ARM’s new embedded chip will boost device performance
24 Sep 2014
With appliances and cars getting more intricate touchscreen displays, they needed detailed controls and added computing brainpower, which chip designer ARM looked to provide with a new processor architecture it unveiled yesterday called the Cortex-M7, CNET reported.
The Cambridge, UK-based company designs chips that find application in most smartphones and also adds blueprints for processors that embed in devices including watches, smart metres, refrigerators and thermostats. The smallest design under the Cortex-M line, is the M0, which when built would fit within a dimple of a golfball.

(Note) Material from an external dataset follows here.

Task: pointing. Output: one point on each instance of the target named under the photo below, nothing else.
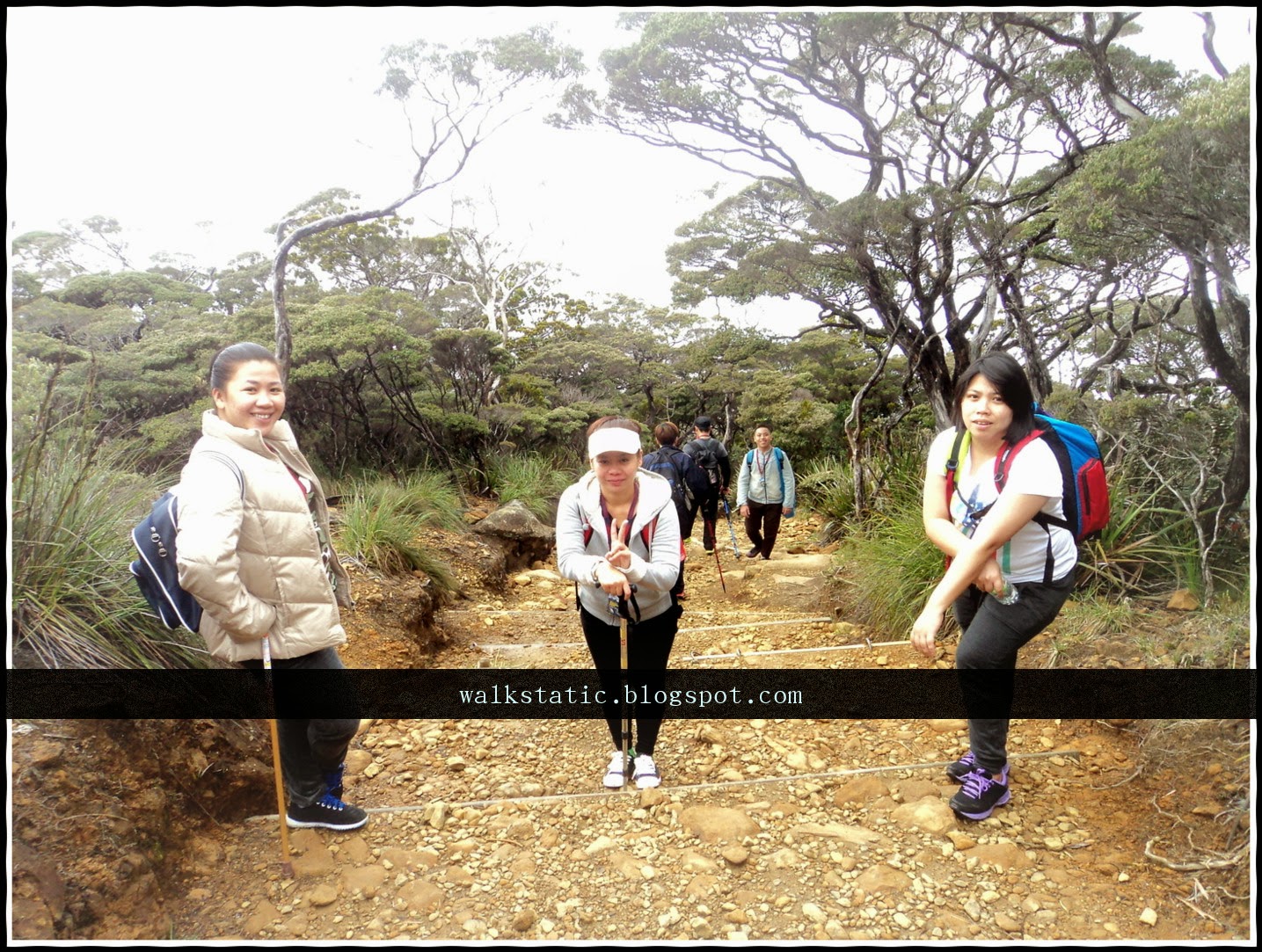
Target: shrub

At the other end of the spectrum, the M7 would become the new power-lifter of the Cortex-M series, providing twice the processing power of the M4, which currently offered packed the maximum computing power in the line.
Though ARM had already provided Cortex-M designs for 8 billion microcontrollers and embedded chips over the past 10 years, the M7 could help evolve the line as more appliances and devices around the home increased in complexity and the need to communicate with each other and the outside world.
According to Ian Johnson, an ARM senior product manager, whereas a tiny, 8-bit microcontrollers might have been sufficient at one time, a much more powerful device was needed in the world where the devices were far more connected.
The Register quoted an ARM source as saying the Cortex-M7 had a superscalar pipeline which could execute two instructions simultaneously.
He added, the Cortex-M4 could execute just one instruction at one time which was where much of the speed came from. The Cortex-M7 could run at a higher clock frequency than Cortex-M4 – together these gave on average two-times uplift in DSP performance for Cortex-M7 over Cortex-M4.
DSP (digital signal processing) was especially useful for the efficient juggling of incoming streams of audio and video data, and performing fast motor control – better than a generic CPU core could manage.
With the doubling of performance, ARM reckoned appliances and gadgets using the M7 could more quickly perform the complex mathematics required to finely control motor movement in robots; analyse microphone, touchscreen, and other sensor data; and encrypt telemetry before it was sent over the air.